Como en otras editoriales, el ritual consistía en pasar al despacho del editor, comentar de viva voz las impresiones más relevantes sobre el texto y entregar los informes, que a veces él leía mientras yo permanecía sentada muy formal esperando el fin del teatrillo. A menudo G. estaba recostado en su sillón giratorio con las largas piernas sobre la mesa y rodeado de un mar de mecanoscritos y de libros, algunos de otras editoriales. También era habitual en él explayarse a partir de los textos informados sobre diferentes asuntos, siempre con mucha erudición, algo que en mi primera etapa –aún menor de 30 años– me hacía muchísima gracia. Dicho de otro modo: era un bonus nada despreciable añadido a la tarifa entre mísera y mediocre.
Supongo que las lecturas de aquel día eran irrelevantes e impublicables y no recuerdo por qué sacó a colación una pulla de o contra Trapiello –del que yo solo conocía el nombre-. Dijo que había escrito un soneto y lo leyó muy ufano.
A mí no me hizo la menor gracia por lo que contaré enseguida, así que apenas terminó de leer, y con el asunto de los informes ya cerrado, me levanté y le dije en un tono que recuerdo de ironía y fastidio: «La culpa de esto la tiene Quevedo, que ha hecho creer que el insulto es un arte».
Piénsese la situación: llevaba yo siete años como free-lance y básicamente lo que había encontrado era mucho trabajo por debajo de mi formación y experiencia o, cuando coincidía con esta, muy mal pagado, y dilación insoportable en los pagos. Había dejado el puesto en la televisión, donde estaba muy bien considerada, para convertirme en el pimpampun de cualquier desaprensivo. En los dos últimos años previos a esta charleta de Gimferrer yo había tenido que digerir la deslealtad de Jordi Llovet, para quien trabajé por cantidades irrisorias, sin seguro, con la promesa de no dejarlo tirado como habían hecho otras chicas a las que había colocado en posiciones más ventajosas que la mía, y el acoso del editor Toni Munné en Planeta NoFicción. Pese a que prácticamente toda la gente a la que yo trataba estaba al corriente del mal trago que estaba yo atravesando, agravado por el acoso de este canalla, no hubo nadie que le diera un toque para pedirle que me dejara en paz.

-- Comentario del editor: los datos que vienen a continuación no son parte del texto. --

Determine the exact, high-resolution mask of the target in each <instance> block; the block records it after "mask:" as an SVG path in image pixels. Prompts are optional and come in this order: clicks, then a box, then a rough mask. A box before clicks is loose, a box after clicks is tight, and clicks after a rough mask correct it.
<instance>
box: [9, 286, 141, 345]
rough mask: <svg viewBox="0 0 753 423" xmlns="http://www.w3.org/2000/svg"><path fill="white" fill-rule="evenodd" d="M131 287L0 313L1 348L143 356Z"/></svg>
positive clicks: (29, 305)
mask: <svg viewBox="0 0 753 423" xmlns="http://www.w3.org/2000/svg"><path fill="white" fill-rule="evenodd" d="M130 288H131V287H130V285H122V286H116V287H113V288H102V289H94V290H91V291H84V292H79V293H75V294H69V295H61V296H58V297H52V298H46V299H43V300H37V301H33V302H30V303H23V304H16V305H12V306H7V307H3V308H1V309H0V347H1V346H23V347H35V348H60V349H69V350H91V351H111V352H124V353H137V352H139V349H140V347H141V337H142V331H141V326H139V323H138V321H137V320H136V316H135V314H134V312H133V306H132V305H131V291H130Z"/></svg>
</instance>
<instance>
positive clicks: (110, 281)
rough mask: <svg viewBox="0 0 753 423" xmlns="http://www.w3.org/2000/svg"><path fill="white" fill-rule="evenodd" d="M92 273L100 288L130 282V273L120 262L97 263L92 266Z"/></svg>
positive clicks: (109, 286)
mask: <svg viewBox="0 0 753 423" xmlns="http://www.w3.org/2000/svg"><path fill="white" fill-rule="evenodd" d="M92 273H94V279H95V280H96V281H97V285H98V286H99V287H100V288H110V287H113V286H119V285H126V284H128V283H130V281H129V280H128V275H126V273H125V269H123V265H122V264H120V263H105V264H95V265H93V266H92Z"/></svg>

Una vez publicada la novela, no solo no se hizo una gestión profesional sino que me vi tratada de lo peor, incluido de «bastarda» –algo que no corresponde, dicho al pasar, con la realidad concreta–, de «gilipollas» por ese mismo Munné. Se me cerraron muchas puertas por la lectura pacata que se hizo, y que Ignacio Echevarría no corrigió como debería haber hecho al haberme animado a publicarla. De modo que, con el agua al cuello económicamente y a punto de caer en una profunda depresión –como diagnosticó el médico en su momento– no me divirtió lo que un tipo, poeta y eterno aspirante a Premio Nobel, con las patas sobre la mesa, un sueldo a tono con el cargo, me tomara de rehén de sus rencillas y pretendiera que le riera una gracia que yo no vi en ninguna parte.
No era mi guerra y tampoco lo es lo que pudo hacer Gil de Biedma y este asunto es una cortina de humo más sobre problemas más graves del mundo de la cultura.